Unraveling the modulation of controlled salinity stress on morphometric traits, mineral profile, and bioactive metabolome equilibrium in hydroponic basil

Salinity is a major concern in several ecosystems and has a significant impact on global agriculture. To increase the sustainability of horticultural food systems, better management and usage of saline water and soils need to be supported by knowledge of the crop-specific responses to tolerable levels of salinity. The aim of this work was to study the effects of mild salinity on morphological growth and development, leaf color, mineral composition, antioxidant activities, and phenolic profile of sweet basil (Ocimum basilicum L.). Plants grew in hydroponics and were exposed to three nutrient solutions (NSs) differing in the NaCl concentration (either 0, 20, or 40 mM). Inhibitory effects on leaf area, fresh yield, and shoot biomass were evident starting from the lowest NaCl concentration, and they became more severe and wide-ranging at 40 mM, also affecting height and root-to-shoot ratio. Salinity increased the nutritional quality in terms of antioxidant activity and polyphenols in leaves, with a reduction in macroelements at 40 mM NaCl. Moreover, the two mild NaCl concentrations specifically modified the concentration of various phenolic acids in leaves.
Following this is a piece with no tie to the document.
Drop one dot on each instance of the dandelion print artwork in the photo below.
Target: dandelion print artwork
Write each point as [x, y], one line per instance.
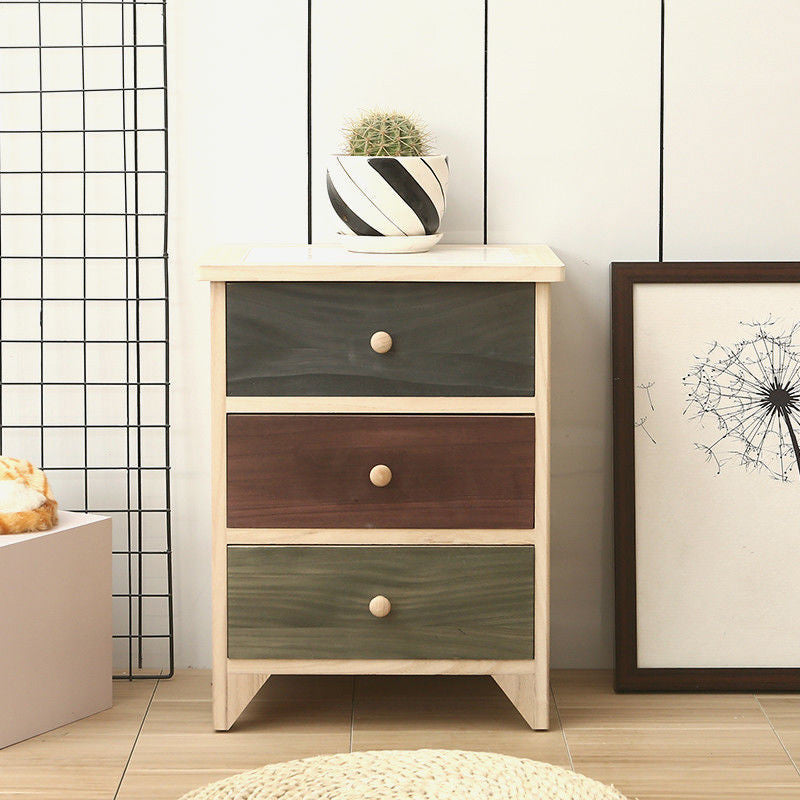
[747, 395]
Overall, the use of a slightly saline (20 mM) NS could be tolerated by basil in hydroponics, strongly ameliorating the nutritional profile in the face of relative yield loss. Considering the significantly higher accumulation of bioactive compounds, our work implies that the use of low-salinity water can sustainably increase the nutritional value and the health-promoting features of basil leaves.